Find Your Escape in Stardew Valley

Stardew Valley, the 2016 video game by ConcernedApe, has been on my radar for a while now. At first glance, it doesn’t look like much more than a retro farming game. Think Harvest Moon. And while farming is a popular genre, it was never one I’ve ventured into. But mentions of Stardew Valley continued to crop up (see what I did there). Everywhere I turned, people raved about it. I wondered if there wasn’t something there for me?

On a slow weekend afternoon, I decided to try out Stardew Valley for myself. I’m so glad I did. It didn’t take long for me to get sucked into the joyful world and finally understand what everyone was talking about. It is like happiness disguised as a video game.

Welcome to Stardew Valley

The premise of Stardew Valley is simple: You find yourself weary of the day-to-day monotony of office life. You open an old letter from your grandfather to learn he has left you his farm. Leaving your cubicle behind, you start a farm, tend to the land, and start a new, more fulfilling life.

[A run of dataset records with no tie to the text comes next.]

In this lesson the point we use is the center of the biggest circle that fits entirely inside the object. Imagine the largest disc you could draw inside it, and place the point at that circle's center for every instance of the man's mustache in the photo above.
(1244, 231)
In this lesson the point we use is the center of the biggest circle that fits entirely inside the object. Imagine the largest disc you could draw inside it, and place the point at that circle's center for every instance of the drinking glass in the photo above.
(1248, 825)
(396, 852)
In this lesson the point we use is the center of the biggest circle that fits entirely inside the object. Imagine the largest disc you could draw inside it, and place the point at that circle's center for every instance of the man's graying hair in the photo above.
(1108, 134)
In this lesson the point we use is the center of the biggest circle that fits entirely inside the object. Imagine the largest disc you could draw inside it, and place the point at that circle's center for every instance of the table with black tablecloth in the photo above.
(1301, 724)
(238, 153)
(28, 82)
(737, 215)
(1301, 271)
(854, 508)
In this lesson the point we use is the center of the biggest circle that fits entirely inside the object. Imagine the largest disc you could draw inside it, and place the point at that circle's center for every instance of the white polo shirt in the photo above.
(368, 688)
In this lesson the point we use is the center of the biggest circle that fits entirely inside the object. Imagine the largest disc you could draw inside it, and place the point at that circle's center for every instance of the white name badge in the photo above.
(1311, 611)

One thing I love about Stardew Valley is how it is retro without being reductive. The game is pixel art with old-school music, but never does it feel like you are playing an old game. There is certainly a feeling of nostalgia while playing, but never does it feel like a trip to an older world. Quite the opposite: it is a breath of fresh air.

Your main goal throughout the game is, of course, creating and maintaining your farm. There are all the things you would expect, such as land management, crafting, and buying/selling products from NPCs. There is enough to the farming aspect for a whole game. But Stardew Valley has so many lovely detours that add and enrich the entire experience.

There is an entire village to become familiar with and relationships to build. Mines to the north are waiting to be delved. The Community Center is waiting to reveal itself by unlocking side quests. The world itself is full of mysteries to be uncovered and new areas to explore. For those who are uninterested in these things, there is little consequence. But the game rewards curious adventurers.

Low Stress Enjoyment

I don’t have time to play a lot of video games these days. And even when I do have time, I find it difficult to really sink myself into some of the noteworthy ones out there. I love games like Skyrim andThe Witcher 3, but I long for the days when I could log hour after hour to reach a deeper investment. Instead, most games don’t get much more than a cursory glance.

I have also found that the last thing I need in my life is more stress. It’s not that amazing games can’t be frustrating or stressful in a good way, but it simply isn’t what I’m looking for right now. Sometimes games can be so big and all encompassing, just opening a mini-map can be overwhelming. How am I going to find time to do all of this stuff?

Stardew Valley really finds the perfect middle ground. You have tons of activities you can do any given day, but if you don’t get to them, no biggie, there is always tomorrow. The quests are designed in a way that helps you grow as a player and learn new skills. Very few quests have any time commitment whatsoever and even those that do won’t punish you. The biggest stresses in the game are keeping crows out of your farm and baking an excellent dish for a party.

Even the combat-oriented part of the game, adventuring into the mines, doesn’t put a huge burden on you. You can’t die, instead you merely lose your progress (and some gold) and are sent back to the beginning. The mines offer up challenge and reward, but certainly not some Dark Souls type experience.

The game is wonderfully addicting without consuming your life. You aren’t missing anything good or bad by not playing (an annoying attribute of some games today). As long as you have 10-15 minutes free, you can jump in and work the land and make some progress. But if you do happen to find the time, you can easily play hours on end by immersing yourself in the world.

Joy of Life

What I love most about Stardew Valley is that, ultimately, the game is about being happy. There is of course some irony about playing a video game about going outside and building relationships (versus actually doing those things), but that doesn’t matter. The game is downright inspiring.

Every aspect of Stardew Valley is packed with joy and happiness. As the player, you are trying to live a fulfilling life and be a positive force in the world. The characters are goofy, but not to the point of parody. There is an ominous force, the Joja Corporation, but they are more of the mustache twirling evil than something dark and sinister. The world is beautiful and ready to be explored but also just as enjoyable to stay on your farm and work.

Some might roll their eyes at the simplistic optimism of the game. But for those looking for a true happy place to escape, I can’t think of anywhere better than Stardew Valley.